Spectral Clustering Strategies for Heterogeneous Disease Data


Grace T. Huang1, Kathryn I. Cunningham2, Panayiotis V. Benos3, Chakra S. Chennubhotla4



1Department of Computational and Systems Biology;2Joint CMU-Pitt PhD Program in Computational Biology;3 Clinical and Translational Science Institute University of Pittsburgh,;4Department of Computer Science

Pacific Symposium on Biocomputing 18:212-223(2013)


Abstract

Clustering of gene expression data simplifies subsequent data analyses and forms the basis of numerous approaches for biomarker identification, prediction of clinical outcome, and personalized therapeutic strategies. The most popular clustering methods such as K-means and hierarchical clustering are intuitive and easy to use, but they require arbitrary choices on their various parameters (number of clusters for K-means, and a threshold to cut the tree for hierarchical clustering).
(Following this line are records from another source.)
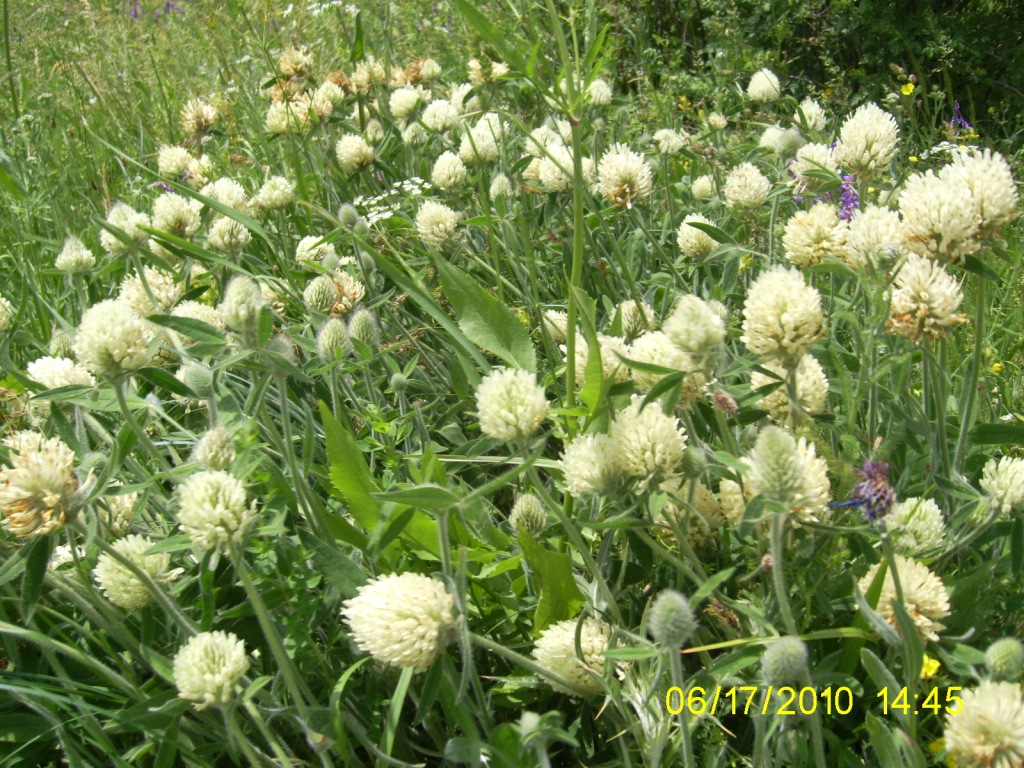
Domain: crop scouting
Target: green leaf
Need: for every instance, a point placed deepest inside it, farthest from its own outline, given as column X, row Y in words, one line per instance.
column 559, row 597
column 484, row 320
column 349, row 473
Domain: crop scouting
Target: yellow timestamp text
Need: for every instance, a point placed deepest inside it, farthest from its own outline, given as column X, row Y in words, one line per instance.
column 755, row 699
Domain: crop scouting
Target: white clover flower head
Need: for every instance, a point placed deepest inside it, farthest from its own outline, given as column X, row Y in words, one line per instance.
column 113, row 339
column 163, row 288
column 208, row 668
column 591, row 465
column 1003, row 481
column 745, row 186
column 867, row 141
column 925, row 597
column 213, row 510
column 988, row 728
column 924, row 300
column 813, row 235
column 781, row 316
column 401, row 620
column 449, row 171
column 991, row 183
column 435, row 222
column 764, row 87
column 875, row 237
column 811, row 383
column 555, row 650
column 624, row 175
column 915, row 526
column 695, row 244
column 939, row 217
column 176, row 215
column 649, row 442
column 810, row 115
column 510, row 403
column 120, row 585
column 814, row 158
column 128, row 220
column 38, row 491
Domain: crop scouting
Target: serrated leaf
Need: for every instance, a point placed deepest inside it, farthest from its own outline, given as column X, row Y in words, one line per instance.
column 559, row 597
column 484, row 320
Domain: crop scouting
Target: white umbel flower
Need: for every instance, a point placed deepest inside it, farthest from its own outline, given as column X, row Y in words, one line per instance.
column 449, row 171
column 924, row 300
column 39, row 489
column 624, row 175
column 745, row 186
column 915, row 526
column 764, row 87
column 925, row 597
column 987, row 731
column 208, row 668
column 591, row 465
column 813, row 235
column 401, row 620
column 1003, row 481
column 939, row 218
column 867, row 141
column 213, row 510
column 75, row 258
column 693, row 243
column 353, row 153
column 555, row 651
column 649, row 442
column 113, row 339
column 510, row 403
column 121, row 586
column 435, row 222
column 782, row 316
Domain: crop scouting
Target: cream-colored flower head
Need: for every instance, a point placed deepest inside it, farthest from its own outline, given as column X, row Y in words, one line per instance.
column 924, row 301
column 813, row 235
column 782, row 316
column 649, row 442
column 915, row 526
column 764, row 87
column 401, row 620
column 353, row 153
column 669, row 141
column 813, row 116
column 788, row 471
column 213, row 510
column 925, row 597
column 988, row 177
column 555, row 650
column 121, row 586
column 867, row 141
column 939, row 217
column 128, row 220
column 113, row 339
column 693, row 243
column 449, row 171
column 208, row 668
column 875, row 237
column 1003, row 481
column 988, row 728
column 38, row 491
column 510, row 403
column 591, row 465
column 816, row 158
column 435, row 222
column 625, row 176
column 745, row 186
column 812, row 388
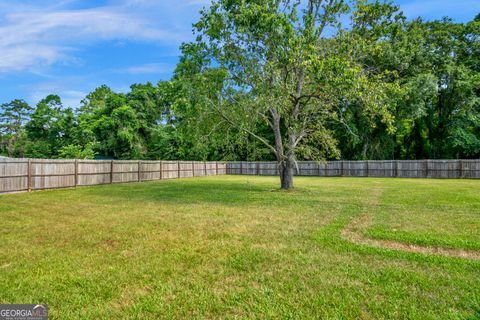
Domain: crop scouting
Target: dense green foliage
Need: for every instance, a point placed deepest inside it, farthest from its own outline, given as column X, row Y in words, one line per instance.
column 233, row 247
column 377, row 87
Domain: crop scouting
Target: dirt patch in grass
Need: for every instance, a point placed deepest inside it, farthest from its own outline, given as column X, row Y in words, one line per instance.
column 353, row 233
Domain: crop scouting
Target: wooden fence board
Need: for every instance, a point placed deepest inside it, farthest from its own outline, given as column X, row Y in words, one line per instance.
column 37, row 174
column 450, row 169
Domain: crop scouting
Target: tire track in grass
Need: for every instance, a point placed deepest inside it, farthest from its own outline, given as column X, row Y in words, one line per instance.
column 353, row 233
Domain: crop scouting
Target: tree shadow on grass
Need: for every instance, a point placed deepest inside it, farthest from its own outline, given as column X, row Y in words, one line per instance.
column 210, row 191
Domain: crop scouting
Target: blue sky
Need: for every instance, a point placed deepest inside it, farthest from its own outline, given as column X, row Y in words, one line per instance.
column 70, row 47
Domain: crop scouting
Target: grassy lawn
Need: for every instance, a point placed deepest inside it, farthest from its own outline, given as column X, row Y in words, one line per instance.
column 235, row 247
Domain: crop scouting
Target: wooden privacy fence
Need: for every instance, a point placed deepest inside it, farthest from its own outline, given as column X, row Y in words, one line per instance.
column 38, row 174
column 453, row 169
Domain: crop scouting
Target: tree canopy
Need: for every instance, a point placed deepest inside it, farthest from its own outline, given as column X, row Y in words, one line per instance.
column 281, row 80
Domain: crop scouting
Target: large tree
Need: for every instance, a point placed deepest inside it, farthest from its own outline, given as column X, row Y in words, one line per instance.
column 13, row 116
column 281, row 65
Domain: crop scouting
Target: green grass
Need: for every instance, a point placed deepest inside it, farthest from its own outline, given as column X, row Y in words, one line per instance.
column 237, row 247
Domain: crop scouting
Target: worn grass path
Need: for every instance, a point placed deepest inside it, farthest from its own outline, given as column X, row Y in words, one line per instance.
column 237, row 247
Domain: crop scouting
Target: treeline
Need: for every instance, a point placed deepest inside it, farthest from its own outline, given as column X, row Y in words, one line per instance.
column 434, row 112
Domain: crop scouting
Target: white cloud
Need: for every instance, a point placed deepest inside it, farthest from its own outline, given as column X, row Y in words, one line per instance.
column 31, row 35
column 149, row 68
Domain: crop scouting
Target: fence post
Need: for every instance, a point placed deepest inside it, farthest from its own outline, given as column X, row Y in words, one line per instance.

Human disease gene expression data are in general more difficult to cluster efficiently due to background (genotype) heterogeneity, disease stage and progression differences and disease subtyping; all of which cause gene expression datasets to be more heterogeneous. Spectral clustering has been recently introduced in many fields as a promising alternative to standard clustering methods. The idea is that pairwise comparisons can help reveal global features through the eigen techniques. In this paper, we developed a new recursive K-means spectral clustering method (ReKS) for disease gene expression data. We benchmarked ReKS on three large-scale cancer datasets and we compared it to different clustering methods with respect to execution time, background models and external biological knowledge. We found ReKS to be superior to the hierarchical methods and equally good to K-means, but much faster than them and without the requirement for a priori knowledge of K. Overall, ReKS offers an attractive alternative for efficient clustering of human disease data.